Greatest Of Constant False Alarm Rate Detection - GO-CFAR Detector

Greatest Of Constant False Alarm Rate Detection - GO-CFAR Detector: This implementation includes simulation of GO-CFAR detection for target-free signals with noise only, and GO algorithm simulation for target-containing signals in Rayleigh clutter background. Some programs are primarily designed for visualization, plotting signal waveforms during GO-CFAR detection and threshold comparison diagrams; while other programs focus on calculating detection probability and false alarm probability during the GO-CFAR detection process.

To simulate GO-CFAR detection, we first need to generate target-free signals containing only noise. Then, we can apply the GO-CFAR algorithm to detect these signals and determine the false alarm probability through statistical analysis of detection results.

Additionally, we need to perform GO algorithm simulation for target-containing signals in Rayleigh clutter background. This requires adding target components to the signal and modeling Rayleigh-distributed clutter environment. By implementing the GO-CFAR detection algorithm, we can detect targets and compute the detection probability using Monte Carlo simulations.

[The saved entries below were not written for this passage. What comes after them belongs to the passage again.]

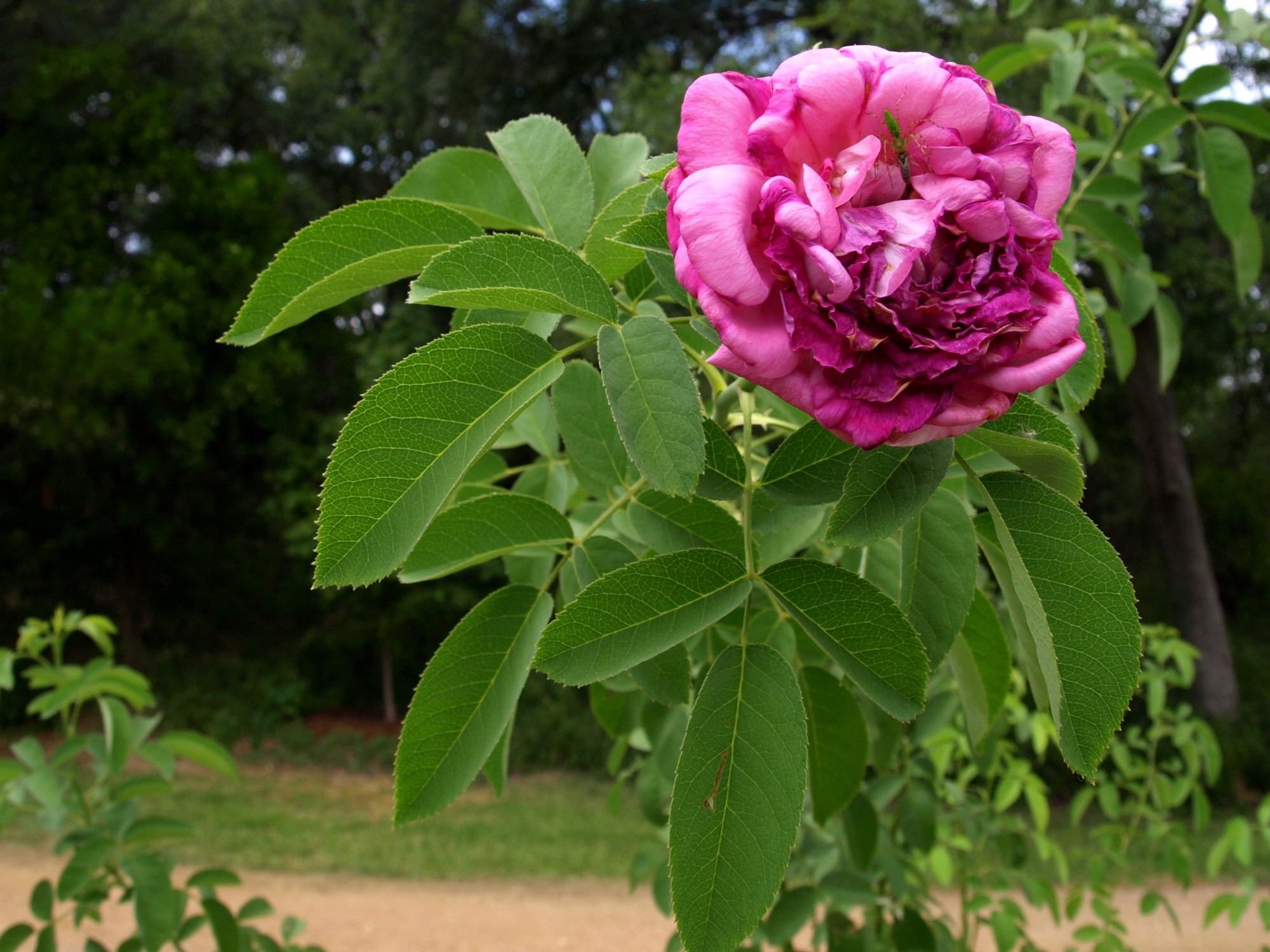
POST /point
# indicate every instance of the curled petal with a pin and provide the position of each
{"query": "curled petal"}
(716, 209)
(714, 129)
(820, 199)
(952, 192)
(965, 107)
(915, 229)
(1052, 166)
(831, 101)
(853, 166)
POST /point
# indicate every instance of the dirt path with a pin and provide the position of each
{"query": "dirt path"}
(369, 915)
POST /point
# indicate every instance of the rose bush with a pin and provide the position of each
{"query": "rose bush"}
(871, 235)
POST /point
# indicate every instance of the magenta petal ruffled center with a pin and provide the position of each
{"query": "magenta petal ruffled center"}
(900, 291)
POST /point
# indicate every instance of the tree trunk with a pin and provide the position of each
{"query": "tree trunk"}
(1172, 497)
(387, 677)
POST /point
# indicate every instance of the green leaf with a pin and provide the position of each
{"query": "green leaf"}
(938, 571)
(1205, 81)
(255, 908)
(739, 798)
(667, 678)
(1051, 464)
(117, 728)
(615, 164)
(410, 441)
(225, 929)
(981, 666)
(596, 451)
(1169, 337)
(598, 557)
(725, 477)
(672, 524)
(1137, 295)
(1117, 190)
(1065, 74)
(1248, 256)
(655, 402)
(542, 323)
(1125, 350)
(1111, 228)
(647, 233)
(1029, 420)
(838, 743)
(1079, 385)
(610, 258)
(481, 530)
(537, 426)
(469, 181)
(1229, 178)
(518, 272)
(1144, 73)
(859, 628)
(1244, 117)
(1154, 128)
(84, 866)
(639, 611)
(150, 830)
(552, 173)
(213, 878)
(1076, 604)
(158, 906)
(918, 816)
(15, 936)
(200, 750)
(662, 267)
(617, 711)
(43, 901)
(347, 253)
(1004, 62)
(860, 824)
(7, 659)
(465, 700)
(810, 468)
(885, 488)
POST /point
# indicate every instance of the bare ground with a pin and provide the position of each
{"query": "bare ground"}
(347, 913)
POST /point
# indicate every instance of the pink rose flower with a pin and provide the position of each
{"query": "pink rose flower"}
(899, 291)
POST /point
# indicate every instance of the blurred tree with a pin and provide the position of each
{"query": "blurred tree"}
(154, 154)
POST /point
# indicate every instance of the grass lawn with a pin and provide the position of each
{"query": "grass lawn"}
(314, 821)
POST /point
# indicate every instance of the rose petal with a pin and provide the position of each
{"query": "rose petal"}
(831, 98)
(756, 336)
(853, 166)
(714, 129)
(963, 106)
(716, 209)
(953, 192)
(1052, 166)
(915, 229)
(985, 221)
(819, 196)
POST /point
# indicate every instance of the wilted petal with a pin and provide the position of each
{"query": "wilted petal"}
(714, 129)
(756, 334)
(1052, 166)
(985, 221)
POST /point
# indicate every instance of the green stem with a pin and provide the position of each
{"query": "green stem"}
(632, 492)
(1118, 139)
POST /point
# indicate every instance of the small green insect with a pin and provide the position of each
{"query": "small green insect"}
(900, 143)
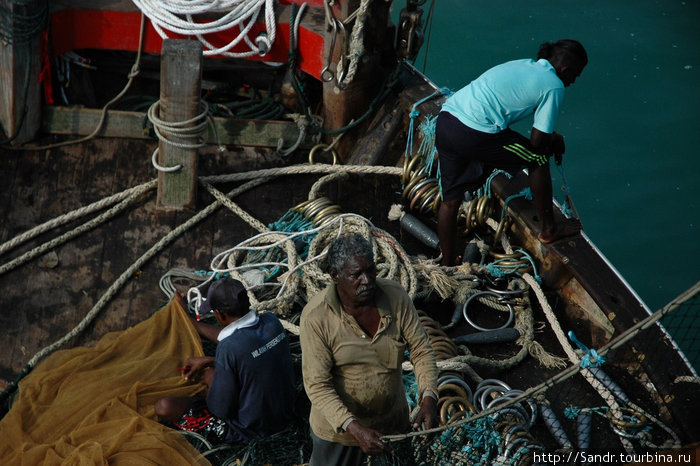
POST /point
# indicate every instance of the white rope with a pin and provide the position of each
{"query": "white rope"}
(193, 129)
(357, 48)
(602, 390)
(180, 17)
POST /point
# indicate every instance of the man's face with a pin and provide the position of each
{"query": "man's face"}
(356, 281)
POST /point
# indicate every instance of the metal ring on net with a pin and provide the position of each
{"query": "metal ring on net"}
(476, 212)
(421, 191)
(324, 147)
(483, 329)
(318, 211)
(453, 379)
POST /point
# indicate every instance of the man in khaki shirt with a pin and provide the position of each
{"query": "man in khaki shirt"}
(353, 337)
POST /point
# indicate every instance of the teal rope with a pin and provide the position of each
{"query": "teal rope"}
(565, 207)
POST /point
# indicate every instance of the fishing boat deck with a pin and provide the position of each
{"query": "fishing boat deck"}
(47, 296)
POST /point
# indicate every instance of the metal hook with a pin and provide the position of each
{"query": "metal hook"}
(326, 73)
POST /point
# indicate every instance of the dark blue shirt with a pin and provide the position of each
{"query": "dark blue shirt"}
(254, 388)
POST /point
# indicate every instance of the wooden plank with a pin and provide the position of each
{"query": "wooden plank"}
(180, 90)
(116, 27)
(20, 92)
(133, 125)
(578, 257)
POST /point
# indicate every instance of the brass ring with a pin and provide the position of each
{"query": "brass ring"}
(454, 388)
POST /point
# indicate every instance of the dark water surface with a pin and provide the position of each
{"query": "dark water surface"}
(632, 134)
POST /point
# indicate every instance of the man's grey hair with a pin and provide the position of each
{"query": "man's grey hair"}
(347, 247)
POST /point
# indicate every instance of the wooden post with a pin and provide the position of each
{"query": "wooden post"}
(20, 92)
(343, 105)
(180, 89)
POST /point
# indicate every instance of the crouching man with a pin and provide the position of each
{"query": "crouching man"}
(250, 382)
(353, 337)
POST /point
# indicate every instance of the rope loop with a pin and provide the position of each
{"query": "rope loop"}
(326, 149)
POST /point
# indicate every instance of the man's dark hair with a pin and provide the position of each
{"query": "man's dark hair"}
(568, 49)
(228, 295)
(344, 248)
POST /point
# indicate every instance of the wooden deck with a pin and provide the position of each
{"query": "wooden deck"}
(46, 297)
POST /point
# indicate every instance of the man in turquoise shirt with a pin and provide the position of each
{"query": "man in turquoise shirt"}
(473, 133)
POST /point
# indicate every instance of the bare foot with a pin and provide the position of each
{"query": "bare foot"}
(570, 227)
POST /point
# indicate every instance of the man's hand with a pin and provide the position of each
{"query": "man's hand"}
(193, 366)
(369, 439)
(428, 416)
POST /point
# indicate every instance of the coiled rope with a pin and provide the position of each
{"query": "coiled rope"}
(167, 16)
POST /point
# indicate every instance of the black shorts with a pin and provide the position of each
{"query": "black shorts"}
(467, 156)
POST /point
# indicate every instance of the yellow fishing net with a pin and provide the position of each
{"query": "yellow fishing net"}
(94, 406)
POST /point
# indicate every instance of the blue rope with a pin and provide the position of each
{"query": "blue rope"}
(587, 361)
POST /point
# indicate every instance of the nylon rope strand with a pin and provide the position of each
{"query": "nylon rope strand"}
(122, 280)
(167, 16)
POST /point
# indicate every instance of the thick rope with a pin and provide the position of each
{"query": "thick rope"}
(103, 116)
(356, 48)
(135, 194)
(178, 17)
(69, 217)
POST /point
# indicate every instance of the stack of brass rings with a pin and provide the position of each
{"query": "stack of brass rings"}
(476, 212)
(318, 211)
(500, 300)
(516, 442)
(454, 398)
(421, 191)
(515, 262)
(443, 346)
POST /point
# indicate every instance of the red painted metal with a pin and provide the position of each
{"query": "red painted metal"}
(116, 30)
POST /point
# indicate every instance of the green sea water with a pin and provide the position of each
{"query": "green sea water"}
(632, 134)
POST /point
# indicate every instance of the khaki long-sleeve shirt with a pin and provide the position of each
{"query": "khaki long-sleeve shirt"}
(348, 374)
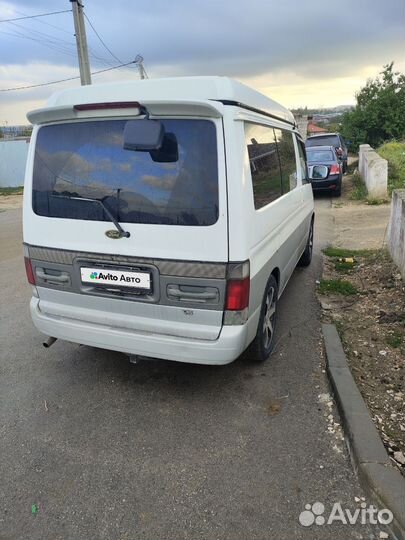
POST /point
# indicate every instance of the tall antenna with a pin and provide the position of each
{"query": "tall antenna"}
(81, 42)
(141, 69)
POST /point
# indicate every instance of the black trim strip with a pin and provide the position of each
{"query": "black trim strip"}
(253, 109)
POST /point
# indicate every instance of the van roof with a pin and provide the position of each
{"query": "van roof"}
(178, 89)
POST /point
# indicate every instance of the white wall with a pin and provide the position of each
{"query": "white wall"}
(374, 172)
(13, 156)
(396, 229)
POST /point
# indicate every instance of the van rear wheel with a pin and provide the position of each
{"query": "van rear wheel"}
(263, 343)
(306, 257)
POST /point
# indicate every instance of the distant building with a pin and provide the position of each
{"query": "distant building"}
(313, 129)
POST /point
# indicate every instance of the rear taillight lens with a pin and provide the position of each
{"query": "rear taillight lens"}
(335, 169)
(237, 294)
(29, 271)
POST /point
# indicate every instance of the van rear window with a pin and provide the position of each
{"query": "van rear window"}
(86, 160)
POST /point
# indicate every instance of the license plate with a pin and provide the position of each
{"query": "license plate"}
(116, 278)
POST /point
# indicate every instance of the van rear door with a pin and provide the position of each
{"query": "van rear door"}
(168, 274)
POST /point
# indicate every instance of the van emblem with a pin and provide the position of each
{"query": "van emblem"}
(112, 233)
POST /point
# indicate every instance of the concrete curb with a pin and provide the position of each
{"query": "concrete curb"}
(383, 483)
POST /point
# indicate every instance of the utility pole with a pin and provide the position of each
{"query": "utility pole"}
(81, 42)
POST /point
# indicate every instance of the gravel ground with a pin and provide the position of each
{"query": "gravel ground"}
(372, 326)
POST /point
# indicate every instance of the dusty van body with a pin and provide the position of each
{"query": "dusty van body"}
(178, 254)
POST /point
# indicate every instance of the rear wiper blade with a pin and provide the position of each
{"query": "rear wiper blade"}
(123, 233)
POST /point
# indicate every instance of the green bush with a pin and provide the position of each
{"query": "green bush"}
(394, 153)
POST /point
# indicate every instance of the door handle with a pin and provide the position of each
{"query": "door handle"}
(174, 290)
(62, 278)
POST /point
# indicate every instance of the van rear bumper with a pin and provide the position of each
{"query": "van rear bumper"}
(229, 345)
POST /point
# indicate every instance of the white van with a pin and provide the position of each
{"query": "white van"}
(164, 217)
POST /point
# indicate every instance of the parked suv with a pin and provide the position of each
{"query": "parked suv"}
(330, 139)
(325, 155)
(169, 226)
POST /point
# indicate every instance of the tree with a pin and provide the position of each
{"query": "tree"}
(379, 112)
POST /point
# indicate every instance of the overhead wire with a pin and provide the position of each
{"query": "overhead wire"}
(35, 16)
(101, 40)
(64, 80)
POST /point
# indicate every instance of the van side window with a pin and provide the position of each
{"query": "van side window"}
(288, 164)
(303, 162)
(264, 164)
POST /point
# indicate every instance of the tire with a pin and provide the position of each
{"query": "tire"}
(306, 257)
(263, 343)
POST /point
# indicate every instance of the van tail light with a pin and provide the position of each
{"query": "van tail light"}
(237, 293)
(335, 169)
(29, 271)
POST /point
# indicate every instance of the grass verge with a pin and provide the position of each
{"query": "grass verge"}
(359, 192)
(337, 286)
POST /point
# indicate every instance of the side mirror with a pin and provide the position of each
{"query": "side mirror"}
(168, 152)
(143, 135)
(319, 172)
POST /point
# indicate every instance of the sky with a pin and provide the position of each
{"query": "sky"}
(314, 53)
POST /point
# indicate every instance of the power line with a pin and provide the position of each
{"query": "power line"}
(101, 40)
(35, 16)
(64, 80)
(52, 42)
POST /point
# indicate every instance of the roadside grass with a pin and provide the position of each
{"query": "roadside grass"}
(394, 153)
(337, 286)
(11, 191)
(396, 339)
(359, 191)
(352, 167)
(331, 251)
(375, 202)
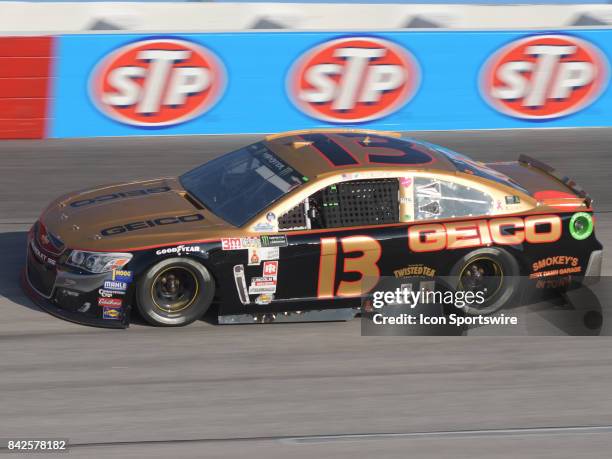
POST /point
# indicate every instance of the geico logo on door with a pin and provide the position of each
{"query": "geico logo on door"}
(353, 79)
(158, 82)
(536, 229)
(545, 76)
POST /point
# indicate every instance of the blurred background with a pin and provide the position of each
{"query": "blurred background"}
(488, 79)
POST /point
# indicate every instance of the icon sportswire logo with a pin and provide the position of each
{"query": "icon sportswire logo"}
(157, 82)
(544, 76)
(353, 79)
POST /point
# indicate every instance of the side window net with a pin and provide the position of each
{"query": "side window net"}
(441, 199)
(295, 219)
(359, 202)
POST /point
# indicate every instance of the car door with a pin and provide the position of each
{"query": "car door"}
(338, 241)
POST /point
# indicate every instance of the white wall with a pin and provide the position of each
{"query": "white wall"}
(24, 17)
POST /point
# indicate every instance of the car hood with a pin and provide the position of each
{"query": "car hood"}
(126, 216)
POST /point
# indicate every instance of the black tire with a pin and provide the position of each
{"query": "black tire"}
(507, 274)
(175, 292)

To better understand the GO-CFAR detection process, we can plot comparison diagrams of signal waveforms and detection thresholds. This visualization approach helps intuitively demonstrate the performance characteristics of the GO-CFAR detector under different scenarios.

In summary, the simulation of the GO-CFAR detector involves multiple programming components including signal generation, application of GO-CFAR algorithm, visualization plotting, and probability calculation. These components collectively form a comprehensive simulation environment for the complete GO-CFAR detection process.